Poor neighborhoods have long struggled to attract grocery stores, as chain retailers prefer the less expensive route of building new stores in suburban strip malls, said Andy Fisher, executive director of the Community Food Security Coalition, which promotes family farms.

"What's happened then is that people can't get to supermarkets because they're few and far in between," Fisher said, adding: "The corner stores don't stock a full variety of foods, and the prices are outrageous."

But food on the Mobile Market will be affordable, Ahmadi says.

When it started in 2001, the People's Grocery received $189,000 in grants from the Columbia Foundation, among other social justice foundations. Part of the money was used to help launch the Mobile Market, and a smaller amount will be used to help offset the higher premium set on organic food -- something that Ahmadi says is essential to lure prospective customers.

Food researchers say bringing healthy food to residents is an idea whose time has come.

"Organic appeals to all economic strata and urban, suburban and rural people, but the food system infrastructure is not necessarily set up to deliver it," said Bob Scowcroft, executive director of the Santa Cruz-based Organic Farming Research Foundation. "The fact that entrepreneurs are taking it to the next step is fantastic."

West Oakland residents -- most notably seniors who have a hard time getting around -- heartily agree.

"It's perfect for me," Baldasarre said. "I'll be the first to sign up!"

Sidney Kelsey, who grew up in Nashville, Tenn., said the Mobile Market is a throwback to the 1930s and '40s, when few families owned cars and produce trucks were the standard.

"They had a market come to your house almost every day," said Kelsey, 69, a retired city maintenance worker. "They had a scale to weigh the peas, the okra, the squash, any vegetable you can think of. It was really convenient."

Beyond the convenience of getting fresh food, Baldasarre says she supports the program because it hires neighborhood teenagers to do something good in the community.

"This will keep the kids out of trouble, too," Baldasarre said.

Besides the Mobile Market, the People's Grocery runs two other projects -- a program aimed at creating more urban community gardens, and another program where youths are paid and taught how to grow, cook and market their own food.

Under the Collards 'n' Commerce program, eight teenagers from West Oakland high schools spend a year in business and personal finance classes, and work in one of five community patches. They'll sell the food they grow via the Mobile Market.

Cindy Villanueva, 18, who recently graduated from McClymonds High School, said the program has taught her how to eat healthier and more conscientiously.

"I could eat McDonald's every day," Villanueva said. "They teach us what fast food will do to us. We're shortening our lives and we don't even know it."

That same awareness has inspired Tia Anderson, 15, to teach her family and friends about the need to improve their diets.

"My friends eat spinach in a can, so when they see spinach in the garden they ask, 'What's that?'" said Anderson, who attends McClymonds. "We need good food.

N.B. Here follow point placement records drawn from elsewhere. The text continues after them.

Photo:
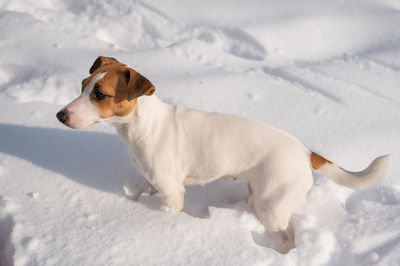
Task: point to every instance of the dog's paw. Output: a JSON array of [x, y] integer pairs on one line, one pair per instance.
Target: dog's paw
[[132, 194]]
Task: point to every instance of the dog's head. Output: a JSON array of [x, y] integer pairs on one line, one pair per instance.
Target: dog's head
[[111, 90]]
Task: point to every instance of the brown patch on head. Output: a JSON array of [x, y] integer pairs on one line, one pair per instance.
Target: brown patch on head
[[318, 161], [121, 87]]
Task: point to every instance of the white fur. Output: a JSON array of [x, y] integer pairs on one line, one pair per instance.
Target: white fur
[[173, 146], [356, 180], [82, 113]]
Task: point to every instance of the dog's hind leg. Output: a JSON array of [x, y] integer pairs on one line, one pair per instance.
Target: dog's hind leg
[[275, 196]]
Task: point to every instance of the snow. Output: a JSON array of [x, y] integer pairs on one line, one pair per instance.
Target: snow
[[324, 71]]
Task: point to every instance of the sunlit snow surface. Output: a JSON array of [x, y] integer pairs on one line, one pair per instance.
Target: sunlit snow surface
[[327, 72]]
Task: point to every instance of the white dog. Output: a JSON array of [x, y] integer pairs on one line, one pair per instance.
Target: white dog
[[173, 146]]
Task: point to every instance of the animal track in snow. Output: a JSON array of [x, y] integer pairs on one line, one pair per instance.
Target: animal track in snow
[[6, 227], [232, 40]]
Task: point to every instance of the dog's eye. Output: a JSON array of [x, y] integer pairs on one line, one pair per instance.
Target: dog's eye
[[99, 95]]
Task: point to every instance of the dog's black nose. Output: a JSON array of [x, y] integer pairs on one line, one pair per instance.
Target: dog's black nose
[[62, 116]]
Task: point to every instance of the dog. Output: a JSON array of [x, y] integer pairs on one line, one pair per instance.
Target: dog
[[174, 146]]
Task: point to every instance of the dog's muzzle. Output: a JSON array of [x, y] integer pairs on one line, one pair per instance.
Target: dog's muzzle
[[63, 116]]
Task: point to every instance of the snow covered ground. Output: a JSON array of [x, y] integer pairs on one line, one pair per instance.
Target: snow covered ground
[[328, 72]]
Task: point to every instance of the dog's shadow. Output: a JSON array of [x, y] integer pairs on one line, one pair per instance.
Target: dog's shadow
[[101, 161]]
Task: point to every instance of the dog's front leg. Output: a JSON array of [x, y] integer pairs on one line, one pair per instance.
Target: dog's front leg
[[174, 201], [172, 193], [135, 193]]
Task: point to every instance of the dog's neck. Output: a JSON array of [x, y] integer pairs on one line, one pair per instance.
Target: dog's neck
[[144, 120]]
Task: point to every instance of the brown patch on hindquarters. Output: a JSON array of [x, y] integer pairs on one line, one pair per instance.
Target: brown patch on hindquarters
[[318, 161]]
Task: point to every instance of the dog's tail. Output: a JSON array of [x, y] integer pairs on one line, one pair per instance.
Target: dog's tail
[[354, 180]]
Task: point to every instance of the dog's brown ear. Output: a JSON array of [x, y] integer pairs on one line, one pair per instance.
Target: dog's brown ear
[[137, 85], [101, 61]]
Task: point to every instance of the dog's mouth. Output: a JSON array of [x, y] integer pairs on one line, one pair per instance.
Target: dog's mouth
[[67, 118]]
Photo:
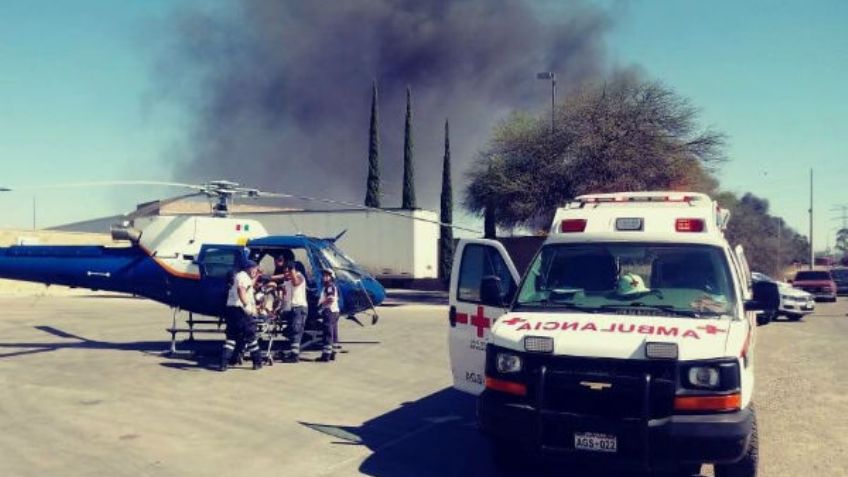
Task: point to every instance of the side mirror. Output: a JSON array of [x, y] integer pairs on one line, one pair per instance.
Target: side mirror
[[490, 291], [766, 297]]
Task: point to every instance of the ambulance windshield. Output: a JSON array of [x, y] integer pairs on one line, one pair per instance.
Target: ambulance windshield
[[632, 278]]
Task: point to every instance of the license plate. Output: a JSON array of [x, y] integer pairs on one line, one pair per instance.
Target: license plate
[[594, 442]]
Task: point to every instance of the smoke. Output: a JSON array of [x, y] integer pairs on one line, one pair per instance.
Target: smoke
[[279, 91]]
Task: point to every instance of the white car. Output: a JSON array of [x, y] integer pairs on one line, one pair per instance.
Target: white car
[[795, 303], [628, 341]]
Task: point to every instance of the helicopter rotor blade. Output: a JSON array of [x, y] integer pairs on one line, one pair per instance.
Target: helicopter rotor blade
[[282, 195], [153, 206], [80, 185]]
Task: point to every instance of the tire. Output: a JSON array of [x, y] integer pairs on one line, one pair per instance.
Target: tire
[[683, 470], [747, 465]]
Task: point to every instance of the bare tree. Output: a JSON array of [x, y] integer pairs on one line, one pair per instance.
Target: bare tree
[[623, 134]]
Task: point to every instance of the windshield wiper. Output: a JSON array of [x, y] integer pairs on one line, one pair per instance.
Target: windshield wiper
[[546, 302], [666, 308]]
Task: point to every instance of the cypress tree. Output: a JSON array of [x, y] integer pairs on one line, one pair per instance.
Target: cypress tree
[[372, 193], [408, 169], [446, 216]]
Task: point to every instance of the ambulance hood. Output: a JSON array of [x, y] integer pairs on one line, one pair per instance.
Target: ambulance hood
[[620, 336]]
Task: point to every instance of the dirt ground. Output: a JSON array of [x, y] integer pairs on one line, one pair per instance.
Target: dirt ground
[[84, 391]]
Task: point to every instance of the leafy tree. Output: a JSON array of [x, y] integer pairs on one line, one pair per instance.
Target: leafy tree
[[446, 215], [408, 201], [372, 193], [842, 241], [624, 134]]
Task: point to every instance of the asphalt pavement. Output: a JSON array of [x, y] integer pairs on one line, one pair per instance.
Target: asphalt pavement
[[84, 391]]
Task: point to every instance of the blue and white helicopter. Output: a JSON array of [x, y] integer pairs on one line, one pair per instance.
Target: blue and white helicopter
[[184, 261]]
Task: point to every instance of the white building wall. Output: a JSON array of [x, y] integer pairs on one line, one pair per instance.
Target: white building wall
[[388, 246]]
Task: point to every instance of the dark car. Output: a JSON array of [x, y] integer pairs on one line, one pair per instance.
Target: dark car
[[840, 276], [818, 283]]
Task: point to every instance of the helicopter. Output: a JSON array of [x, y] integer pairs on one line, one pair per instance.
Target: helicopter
[[185, 262]]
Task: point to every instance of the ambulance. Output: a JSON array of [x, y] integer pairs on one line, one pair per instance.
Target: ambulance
[[628, 341]]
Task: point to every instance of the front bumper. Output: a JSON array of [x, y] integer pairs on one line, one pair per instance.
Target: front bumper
[[819, 294], [798, 307], [646, 443]]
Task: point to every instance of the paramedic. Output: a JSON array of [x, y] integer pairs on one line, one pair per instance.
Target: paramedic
[[241, 308]]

We have to bring more organic food here."

Ahmadi sees the Mobile Market as a stepping stone to a future cooperative health food store that would become a permanent fixture in West Oakland. The grocery van will operate three times a week at first, and possibly more depending on its popularity, Ahmadi said.

"Any creative concept to address the issue is worth a shot," Ahmadi said. "We're taking a risk. It might be a cornball idea. If it's not successful, we're going to pull out the next experiment."

*Add note from Brahm Ahmadi: "The solar system in the Mobile Market is used to run our refrigeration. Eventually we plan to also connect our sound system to it and, perhaps, add a PA system as well. Initially we had debated whether to get a solar system or just install some rechargeable batteries that we could charge at night. Once we realized that a rechargeable battery system would cost us half of what a solar system would cost we decided to invest in our beliefs and go for the more sustainable technology. We also chose solar to help educate residents of West Oakland about alternative energy. The Mobile Market also runs on biodiesel to present an alternative for the 10,000+ diesel semi-trucks that pass through West Oakland everyday."